Her trembling voice was still, but throbbing heart and swelling bosom
still poured forth their passionate utterance.
Soon her lips opened again, yielding before the inner tide.
"And father," her hot cheek pressed to mine foretold the ardent story,
"it was at evening, as I said, and Angus and I had wandered far--farther
than we thought. We were resting on a grassy knoll. Angus had been
speaking of his mother, and he said that the beauty of nature always
made his heart ache. Surely, father, there is nothing so lonesome as
beauty when the heart's lonesome! Angus and I were still a long
time--till it was growing dusk; and then at last he said, 'How lonely
all this is if no one loves you!' And I started at his tone, and when my
eyes met his I went down before them, for they caressed me so. Father
dear, I need not tell you all. I could not if I would--no girl could. I
know, I remember, oh, I remember what he said, and no one else knows but
me, and my soul trusted him and he took me into the sheltering place
where nobody but God could see my soul's surrender."

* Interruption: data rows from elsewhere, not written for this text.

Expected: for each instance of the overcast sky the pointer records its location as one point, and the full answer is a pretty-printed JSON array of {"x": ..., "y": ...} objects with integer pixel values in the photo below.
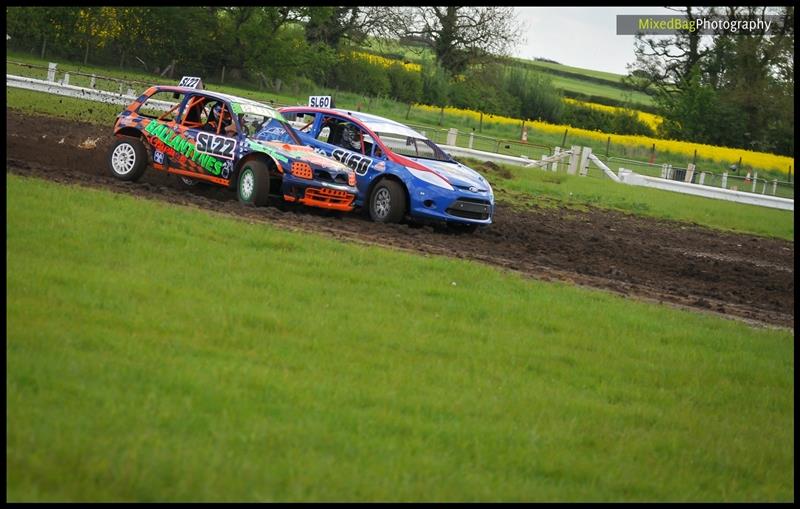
[{"x": 579, "y": 36}]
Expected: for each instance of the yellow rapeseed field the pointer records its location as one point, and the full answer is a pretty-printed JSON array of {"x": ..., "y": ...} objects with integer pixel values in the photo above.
[
  {"x": 386, "y": 62},
  {"x": 650, "y": 119},
  {"x": 721, "y": 154}
]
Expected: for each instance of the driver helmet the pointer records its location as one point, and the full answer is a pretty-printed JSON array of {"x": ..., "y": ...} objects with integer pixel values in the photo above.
[
  {"x": 350, "y": 137},
  {"x": 216, "y": 112}
]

"My daughter, my little daughter," was all I said.
"Wait, father," her face now was hidden deep and she was whispering into
my very heart, "there is another thing I want to tell you--no, two
things, for they were both together.
"Father, he kissed me--on the lips--and I did not believe it; for just a
moment before we had been listening to the crickets and looking at the
sun. But he kissed me on the lips and my whole soul surged hot, and my
eyes were closed--for I felt him coming and I could not speak or move.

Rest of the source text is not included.